Hal threw her a look of disgust. “Now, Sir, no more speculating on my birth, my character or my occupation. We’re here to talk about you. And what you were doing wandering the moors with Davic.”

“Kayetan!” Davic suddenly screamed. “His name’s Kayetan!”

“Good. That’s good. Now we’re getting somewhere.”

“Don’t utter another word, fool!” Kayetan gasped, his face draining of colour.

“Davic,” leaving the knife buried in Kayetan’s shoulder, she twisted round to face the Hannac boy. Leda stood just to the left of the oak. The girl’s face was bereft of emotion, her grey eyes cold and impassive. Something told Hal to stop: to pull out the knife, to patch Kayetan up, to leave him to heal and Davic to his guilt. To stop this vile, bloody performance before more damage was done. But she couldn’t. The anger, the sorrow, the fracture to her spirit: it all ran too deep.

“Davic,” she said again.

He was a crumpled, weeping mess. A hot trickle of urine leaked out onto the grass between his legs, steaming as it hit the cold earth.

“I want you to watch what I’m about to do to Kayetan,” she continued.

“No!” He moaned.

“Watch him!” She seized the boy’s hair, twisting his head around until he could not help but look at the older man. “Because I’m going to do it to you too…”

Davic’s breathing grew feverish and ragged, his sweat coated her hand.

“…unless you answer all my questions. For the sake of your father who was ˗ I assume he’s now dead ˗ an honourable man, I’ll give you a chance. But tell me, what really did happen at Hannac?”

“I ran,” he said, but this time there was no conviction in his voice. “I escaped.”

“But Leda says otherwise. And with all the best will in the world, Davic, I trust her far, far more than I ever trusted you.”

“I…ran.”

“No you didn’t.” She curled her fingers around the handle of Jools’ knife. And then she twisted, Kayetan screaming as the blade ground through gristle, tendons and muscle.

“I think he’d rather you told the truth actually, Davic. Isn’t that right, Kayetan?”

“You monstrous traitor.” Kayetan was breathing hard through his nose, his jaw clenched in a bid to stop himself from howling in agony.

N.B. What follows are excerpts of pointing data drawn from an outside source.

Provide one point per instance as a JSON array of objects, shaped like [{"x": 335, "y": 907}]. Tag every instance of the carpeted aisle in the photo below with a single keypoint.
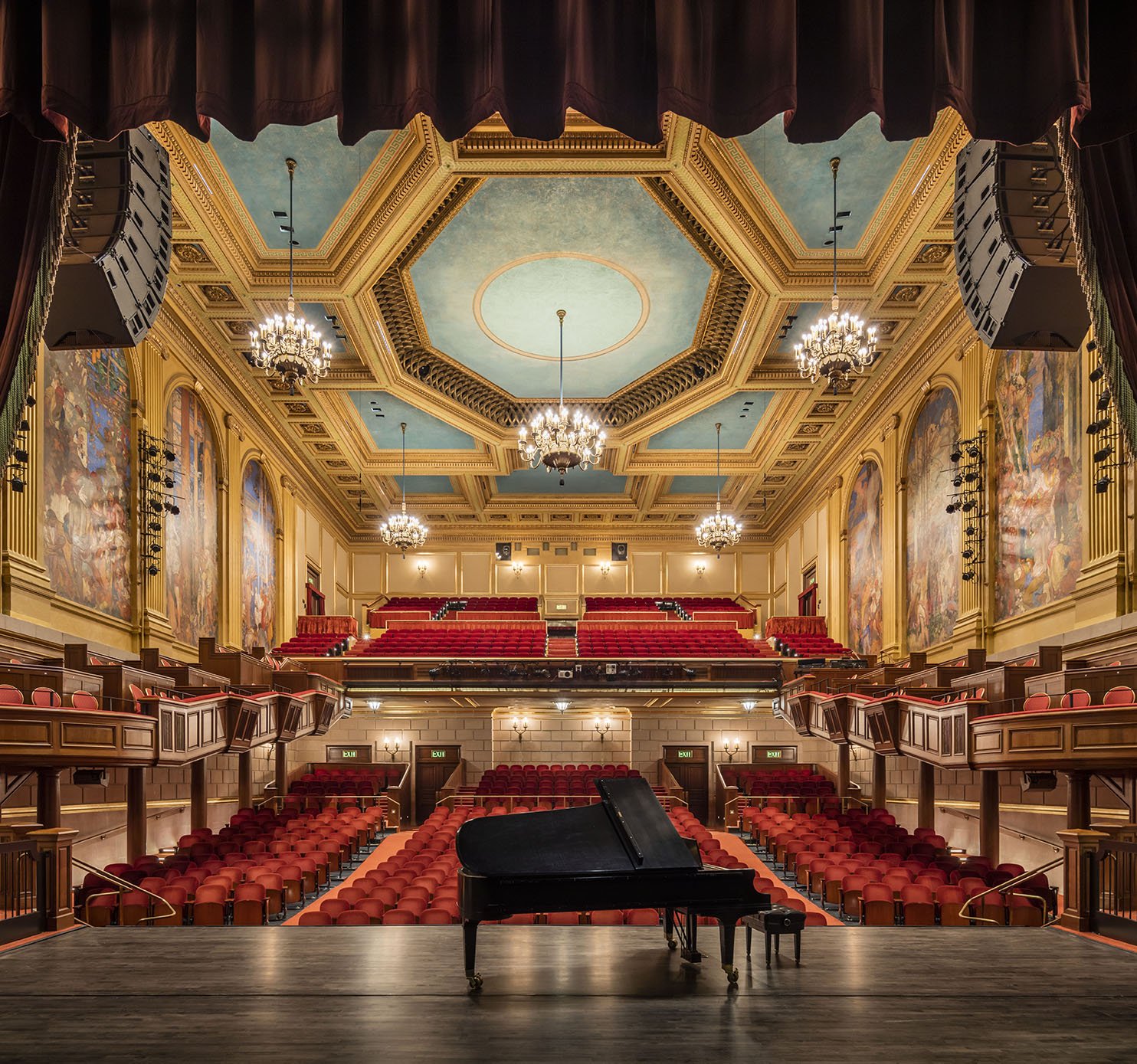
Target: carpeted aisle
[
  {"x": 392, "y": 845},
  {"x": 737, "y": 848}
]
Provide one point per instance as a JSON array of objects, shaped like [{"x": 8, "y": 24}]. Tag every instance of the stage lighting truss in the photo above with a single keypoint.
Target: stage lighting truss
[
  {"x": 19, "y": 457},
  {"x": 968, "y": 499},
  {"x": 157, "y": 502},
  {"x": 1109, "y": 447}
]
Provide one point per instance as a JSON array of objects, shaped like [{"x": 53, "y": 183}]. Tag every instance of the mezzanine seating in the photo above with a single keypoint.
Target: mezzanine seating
[
  {"x": 667, "y": 641},
  {"x": 519, "y": 639}
]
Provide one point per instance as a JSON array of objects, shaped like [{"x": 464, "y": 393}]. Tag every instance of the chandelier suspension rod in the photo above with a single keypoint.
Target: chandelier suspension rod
[
  {"x": 403, "y": 425},
  {"x": 291, "y": 228},
  {"x": 834, "y": 162},
  {"x": 561, "y": 315}
]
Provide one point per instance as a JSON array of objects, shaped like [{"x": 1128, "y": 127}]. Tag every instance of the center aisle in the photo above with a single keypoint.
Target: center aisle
[
  {"x": 390, "y": 846},
  {"x": 737, "y": 848}
]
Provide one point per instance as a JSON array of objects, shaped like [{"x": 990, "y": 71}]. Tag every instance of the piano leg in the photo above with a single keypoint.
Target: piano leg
[
  {"x": 727, "y": 946},
  {"x": 470, "y": 944}
]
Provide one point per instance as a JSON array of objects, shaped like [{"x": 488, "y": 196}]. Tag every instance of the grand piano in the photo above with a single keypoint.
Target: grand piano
[{"x": 620, "y": 853}]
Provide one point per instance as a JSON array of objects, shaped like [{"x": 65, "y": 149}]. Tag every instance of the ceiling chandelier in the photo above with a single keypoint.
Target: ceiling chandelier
[
  {"x": 289, "y": 347},
  {"x": 401, "y": 531},
  {"x": 838, "y": 345},
  {"x": 720, "y": 530},
  {"x": 554, "y": 440}
]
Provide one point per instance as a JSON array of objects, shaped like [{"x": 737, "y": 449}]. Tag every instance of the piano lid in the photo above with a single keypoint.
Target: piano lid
[{"x": 627, "y": 831}]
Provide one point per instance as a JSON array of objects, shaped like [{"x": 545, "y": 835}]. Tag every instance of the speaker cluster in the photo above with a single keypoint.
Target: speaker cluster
[{"x": 968, "y": 499}]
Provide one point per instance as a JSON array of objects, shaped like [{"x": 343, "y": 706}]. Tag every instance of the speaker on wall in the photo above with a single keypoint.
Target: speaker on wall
[
  {"x": 116, "y": 250},
  {"x": 1014, "y": 257}
]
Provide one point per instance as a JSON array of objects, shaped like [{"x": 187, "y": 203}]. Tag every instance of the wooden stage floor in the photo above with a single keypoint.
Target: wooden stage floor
[{"x": 575, "y": 994}]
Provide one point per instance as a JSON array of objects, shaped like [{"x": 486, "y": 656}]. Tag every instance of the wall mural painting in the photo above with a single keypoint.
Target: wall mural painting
[
  {"x": 1038, "y": 473},
  {"x": 932, "y": 568},
  {"x": 192, "y": 535},
  {"x": 87, "y": 479},
  {"x": 258, "y": 559},
  {"x": 866, "y": 561}
]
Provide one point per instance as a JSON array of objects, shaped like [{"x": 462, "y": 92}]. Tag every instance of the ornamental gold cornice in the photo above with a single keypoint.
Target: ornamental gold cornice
[
  {"x": 949, "y": 326},
  {"x": 215, "y": 365}
]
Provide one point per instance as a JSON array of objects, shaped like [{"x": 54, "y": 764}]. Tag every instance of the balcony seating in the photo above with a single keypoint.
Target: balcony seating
[
  {"x": 316, "y": 645},
  {"x": 446, "y": 640},
  {"x": 667, "y": 641}
]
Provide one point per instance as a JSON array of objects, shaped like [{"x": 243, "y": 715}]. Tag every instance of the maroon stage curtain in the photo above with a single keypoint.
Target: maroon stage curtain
[{"x": 1010, "y": 67}]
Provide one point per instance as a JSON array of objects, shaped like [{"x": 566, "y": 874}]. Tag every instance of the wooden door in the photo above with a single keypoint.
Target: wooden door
[
  {"x": 434, "y": 765},
  {"x": 690, "y": 765}
]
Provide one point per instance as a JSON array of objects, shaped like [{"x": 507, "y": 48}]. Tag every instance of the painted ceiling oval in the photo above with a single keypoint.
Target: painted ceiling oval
[{"x": 601, "y": 248}]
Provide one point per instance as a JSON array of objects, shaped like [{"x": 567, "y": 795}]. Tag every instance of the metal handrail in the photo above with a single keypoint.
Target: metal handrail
[
  {"x": 1012, "y": 882},
  {"x": 124, "y": 883},
  {"x": 1012, "y": 831}
]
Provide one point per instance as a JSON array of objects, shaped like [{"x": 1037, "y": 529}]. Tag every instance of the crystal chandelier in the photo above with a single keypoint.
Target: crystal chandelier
[
  {"x": 559, "y": 444},
  {"x": 401, "y": 531},
  {"x": 720, "y": 530},
  {"x": 838, "y": 345},
  {"x": 289, "y": 345}
]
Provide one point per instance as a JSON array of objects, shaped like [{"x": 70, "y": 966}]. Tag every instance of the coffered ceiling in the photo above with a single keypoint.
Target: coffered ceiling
[{"x": 687, "y": 267}]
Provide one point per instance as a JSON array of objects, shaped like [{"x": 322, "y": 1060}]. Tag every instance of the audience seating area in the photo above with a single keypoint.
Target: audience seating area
[
  {"x": 352, "y": 781},
  {"x": 546, "y": 780},
  {"x": 801, "y": 782},
  {"x": 679, "y": 641},
  {"x": 316, "y": 645},
  {"x": 420, "y": 883},
  {"x": 251, "y": 872},
  {"x": 874, "y": 873},
  {"x": 446, "y": 639}
]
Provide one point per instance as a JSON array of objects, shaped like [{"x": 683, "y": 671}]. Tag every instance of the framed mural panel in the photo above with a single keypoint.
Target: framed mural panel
[
  {"x": 258, "y": 559},
  {"x": 1038, "y": 476},
  {"x": 932, "y": 549},
  {"x": 866, "y": 561},
  {"x": 192, "y": 535},
  {"x": 87, "y": 479}
]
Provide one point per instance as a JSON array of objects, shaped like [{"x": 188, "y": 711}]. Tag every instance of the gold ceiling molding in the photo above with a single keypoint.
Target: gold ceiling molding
[{"x": 716, "y": 330}]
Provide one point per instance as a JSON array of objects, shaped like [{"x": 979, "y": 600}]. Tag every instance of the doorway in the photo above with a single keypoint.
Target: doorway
[
  {"x": 690, "y": 765},
  {"x": 434, "y": 765}
]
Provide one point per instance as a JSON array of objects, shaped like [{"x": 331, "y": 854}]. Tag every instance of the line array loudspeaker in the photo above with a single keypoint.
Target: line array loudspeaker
[
  {"x": 115, "y": 262},
  {"x": 1014, "y": 256}
]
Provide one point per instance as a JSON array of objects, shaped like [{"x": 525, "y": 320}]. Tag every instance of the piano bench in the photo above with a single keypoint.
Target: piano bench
[{"x": 775, "y": 923}]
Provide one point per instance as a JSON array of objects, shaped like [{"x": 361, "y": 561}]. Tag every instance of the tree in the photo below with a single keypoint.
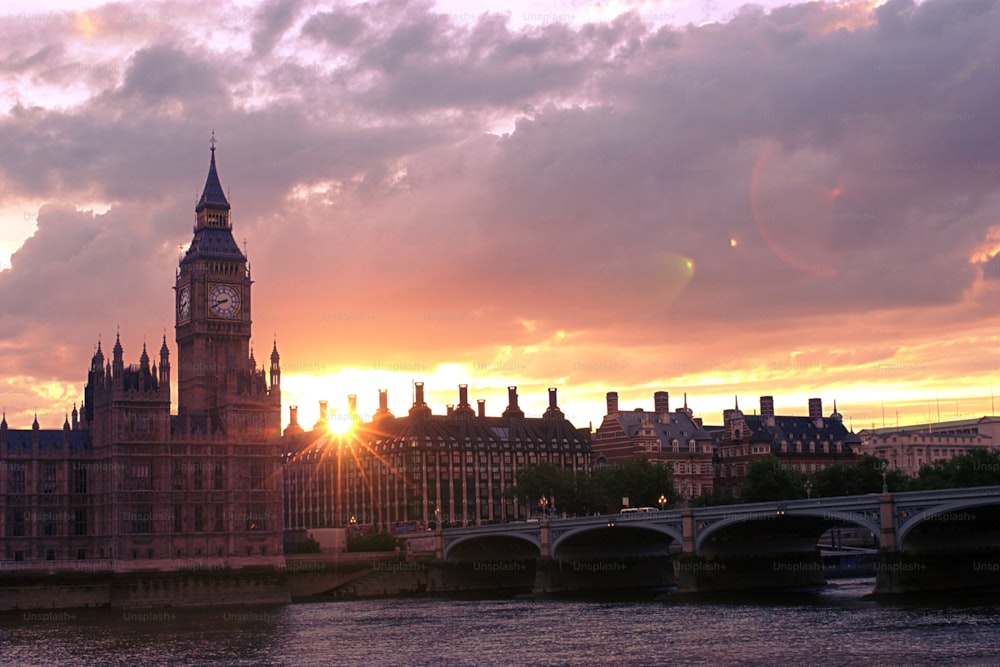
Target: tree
[
  {"x": 638, "y": 480},
  {"x": 865, "y": 476},
  {"x": 570, "y": 493},
  {"x": 717, "y": 496},
  {"x": 766, "y": 479}
]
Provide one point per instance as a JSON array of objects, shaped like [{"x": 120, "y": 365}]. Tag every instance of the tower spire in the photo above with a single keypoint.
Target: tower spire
[{"x": 213, "y": 195}]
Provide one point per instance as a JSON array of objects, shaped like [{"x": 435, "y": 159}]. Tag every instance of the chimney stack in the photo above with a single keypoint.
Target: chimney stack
[
  {"x": 512, "y": 409},
  {"x": 816, "y": 411},
  {"x": 419, "y": 408},
  {"x": 418, "y": 398},
  {"x": 661, "y": 406},
  {"x": 383, "y": 405},
  {"x": 553, "y": 410},
  {"x": 767, "y": 409}
]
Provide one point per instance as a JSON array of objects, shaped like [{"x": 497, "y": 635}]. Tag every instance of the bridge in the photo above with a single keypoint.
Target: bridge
[{"x": 926, "y": 540}]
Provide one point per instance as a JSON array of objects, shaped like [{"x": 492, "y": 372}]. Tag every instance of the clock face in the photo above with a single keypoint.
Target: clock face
[
  {"x": 224, "y": 301},
  {"x": 184, "y": 303}
]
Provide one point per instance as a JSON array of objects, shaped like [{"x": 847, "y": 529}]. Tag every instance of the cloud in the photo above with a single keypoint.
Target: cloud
[{"x": 703, "y": 197}]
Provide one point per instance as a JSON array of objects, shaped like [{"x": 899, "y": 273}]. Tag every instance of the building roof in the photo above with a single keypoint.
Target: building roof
[
  {"x": 479, "y": 432},
  {"x": 681, "y": 427},
  {"x": 934, "y": 427},
  {"x": 212, "y": 243},
  {"x": 48, "y": 439},
  {"x": 793, "y": 429}
]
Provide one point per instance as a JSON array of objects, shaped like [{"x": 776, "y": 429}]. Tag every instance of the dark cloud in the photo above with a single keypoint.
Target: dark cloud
[{"x": 475, "y": 187}]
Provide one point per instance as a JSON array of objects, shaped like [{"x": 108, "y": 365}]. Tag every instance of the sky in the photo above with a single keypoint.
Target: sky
[{"x": 707, "y": 198}]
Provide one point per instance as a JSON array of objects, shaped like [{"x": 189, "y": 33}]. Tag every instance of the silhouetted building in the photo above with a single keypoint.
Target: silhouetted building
[
  {"x": 908, "y": 448},
  {"x": 807, "y": 444},
  {"x": 130, "y": 483},
  {"x": 420, "y": 468},
  {"x": 660, "y": 436}
]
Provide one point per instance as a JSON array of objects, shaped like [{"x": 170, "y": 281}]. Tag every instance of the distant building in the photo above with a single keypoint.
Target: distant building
[
  {"x": 908, "y": 448},
  {"x": 409, "y": 471},
  {"x": 807, "y": 444},
  {"x": 676, "y": 438},
  {"x": 129, "y": 485}
]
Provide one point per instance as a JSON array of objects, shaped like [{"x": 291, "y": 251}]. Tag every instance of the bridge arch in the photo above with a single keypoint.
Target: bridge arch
[
  {"x": 737, "y": 518},
  {"x": 528, "y": 538},
  {"x": 909, "y": 523},
  {"x": 673, "y": 532}
]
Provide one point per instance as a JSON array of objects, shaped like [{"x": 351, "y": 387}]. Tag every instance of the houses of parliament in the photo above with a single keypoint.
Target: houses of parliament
[{"x": 127, "y": 486}]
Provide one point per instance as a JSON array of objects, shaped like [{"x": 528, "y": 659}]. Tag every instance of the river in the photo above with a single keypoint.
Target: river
[{"x": 835, "y": 626}]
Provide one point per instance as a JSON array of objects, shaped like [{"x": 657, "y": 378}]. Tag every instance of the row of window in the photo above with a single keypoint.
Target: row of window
[{"x": 17, "y": 480}]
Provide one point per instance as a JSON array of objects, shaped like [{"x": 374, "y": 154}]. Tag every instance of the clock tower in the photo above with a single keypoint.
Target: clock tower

“Now I’m certain that he doesn’t like me.” She turned back to Davic. “I don’t blame him. I’ve been there myself, you see. I know how he feels. At first, you think that the torture will stop…eventually. When you realise that’s not about to happen, you start thinking about death, and what a relief it would be.”

Kayetan seemed to be fighting a battle with consciousness, his eyes rolling in their sockets, his breathing feverish.

“I don’t think he’s quite there…yet,” Hal said. “When you realise that they won’t even grant you that mercy, you wonder if you can bring yourself to beg. For death, I mean. It’s an awful thing. It takes you apart piece by little piece, until you forget who you really are. I don’t think you ever truly recover.”

Leda was still there, hovering behind Davic, her expression one of crafted ice. Hal immediately regretted the confession.

“But look,” she said. “I don’t want us to get that far. So for the spirits’ sakes!” She grabbed his hair again and shouted into his face. “Tell me what happened!”

He twitched and spasmed, his body now jerking beyond his control. He closed his eyes. “Arec let him in,” he said at last.

“So it was all Arec’s fault?”

“No! He thought…he though Castor would respect the ancient laws of hosts.”

She rocked back on her heels. Arec ˗ he would have done that, the trusting fool. He would have seen Castor as another Diodiné: a firm, fair respecter of tradition. “And then what?” she asked quietly.

“Castor and his men…they murdered, slaughtered, burnt…all of them.” Bending over in his bonds, he heaved and retched, vomiting into a patch of leaves. Ready to throw up herself, she backed away, rose and turned.

Still caught between Roc and his son, Magda shook her head. “What are you doing?” she asked.

“Whatever it takes.”

Hal twisted back round and peered down at Davic. “So they all died, did they? All of them? Your father, Arec, Elis, the tenants, their children?”

He nodded, a few strings of drool flecking his lips and chin.

“Except for you.”

“He betrayed the Crofter, you stupid cow!” Kayetan suddenly brayed.

“What?”

“He betrayed the Crofter from here to hell and back.”

“No!” Davic gasped.

“You told them Edæc had run?” She dropped back down to face him. “Did you?”

There was a silence, broken only by the angry mutterings of Roc’s men. And then Davic screamed, “Yes!”

“Why?”

“I thought it would save us if I told them Edæc was gone.”

Before she even realised what was happening, Leda had slapped Davic hard across the face. “How could you? Davic, we were children together ˗ all of us. We were friends!”

“He was never one of us!” Davic rasped, ducking from her blows. “He was always yours!”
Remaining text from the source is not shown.